Why not keep going to two classes, or even just one? The cost is memory and reduced parallelism. “Chunkier” board classes require bigger trees, and RAM is a finite resource. Moreover, the fewer letter buckets we use, the more skewed the distribution of breaking times gets. Some board classes remain trivial to break (ones with all consonants, for example), but others are real beasts. On the full 3x4 run, the fastest board was broken in 0.003s whereas the slowest took 2297s. It’s harder to distribute these uneven tasks evenly across many cores or many machines to get the full speedup you expect from distribution. I think using slightly bigger chunks could still help, say two classes (consonant/vowel) in the corners, three on the edges and five in the middle.

Putting it all together

For each board class, the 2025 algorithm is:

1. Build the evaluation tree.
2. “Lift” a few choice cells to the top.
3. Continue splitting cells without modifying the tree, ala the 2009 approach.

The right number of “lifts” depends on the board and the amount of memory you have available. Harder boards benefit from more lifts, but this takes more memory.

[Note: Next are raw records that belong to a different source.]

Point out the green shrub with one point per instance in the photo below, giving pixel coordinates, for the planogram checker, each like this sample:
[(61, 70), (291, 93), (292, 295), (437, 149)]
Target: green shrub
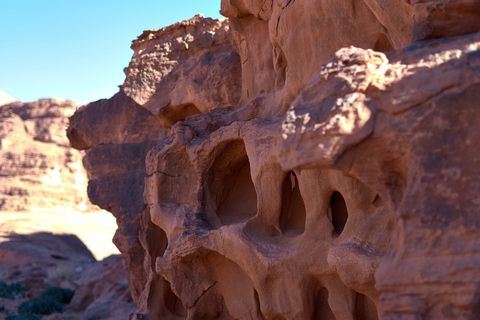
[(58, 294), (12, 291)]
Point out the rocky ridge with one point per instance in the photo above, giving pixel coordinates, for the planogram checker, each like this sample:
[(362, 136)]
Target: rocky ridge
[(339, 182)]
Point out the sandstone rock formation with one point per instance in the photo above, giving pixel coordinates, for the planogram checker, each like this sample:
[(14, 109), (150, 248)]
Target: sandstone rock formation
[(39, 172), (121, 131), (42, 259), (5, 98), (339, 183)]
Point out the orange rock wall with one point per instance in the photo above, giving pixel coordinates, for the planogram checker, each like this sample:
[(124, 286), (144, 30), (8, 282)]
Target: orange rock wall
[(303, 160)]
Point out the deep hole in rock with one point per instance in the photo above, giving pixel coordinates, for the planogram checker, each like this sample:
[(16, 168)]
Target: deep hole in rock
[(293, 207), (338, 212), (322, 309), (172, 302), (170, 115), (235, 195), (365, 308)]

Using this approach, I was able to evaluate all the 3x4 Boggle board classes on a 192-node C4 cloud instance in 8–9 hours, roughly $100 of compute time. The results? There are exactly five boards that score more than 1600 points with the ENABLE2K word list:

• srepetaldnis (1651)
• srepetaldnic (1614)
• srepetaldnib (1613)
• sresetaldnib (1607)
• sresetaldnip (1607)

The best one is the same one I found through simulated annealing. The others are 1-2 character variations on it. It would have been more exciting if there were a new, never before seen board. But we shouldn’t be too surprised that simulated annealing found the global optimum. After all, it did for 3x3 Boggle. And Boggle is “smooth” in the sense that similar boards tend to have similar scores. It would be hard for a great board to “hide” far away from any other good boards.

Next Steps

This is an exciting result! After 15 years, it is meaningful progress towards the goal of finding the globally-optimal 4x4 Boggle board.

There are still many optimizations that could be made. My 2025 code only wound up being a 3-4x speedup vs. my 2009 code when I ran it on the 192-core machine. This was because I had to dial back a few of the optimizations because I kept running out of memory. So changes that reduce memory usage would likely be the most impactful.

On the other hand, I don’t think there’s any tweaks to my current approach that will yield more than a 10x performance improvement. So while I might be able to break 3x4 Boggle more efficiently, it’s not going to make a big dent in 4x4 Boggle. Remember that 50,000x increase in difficulty from earlier. For 4x4 Boggle, we still need a different approach. (Or $500,000 of compute time!)

In the next and final post, I’ll talk about a few ideas that might help to finally crack 4x4 Boggle. I’ll also share some thoughts on pybind11, picking up an old project, and the experience of working on a hard optimization problem.

You can find all the code for this post in the danvk/hybrid-boggle repo.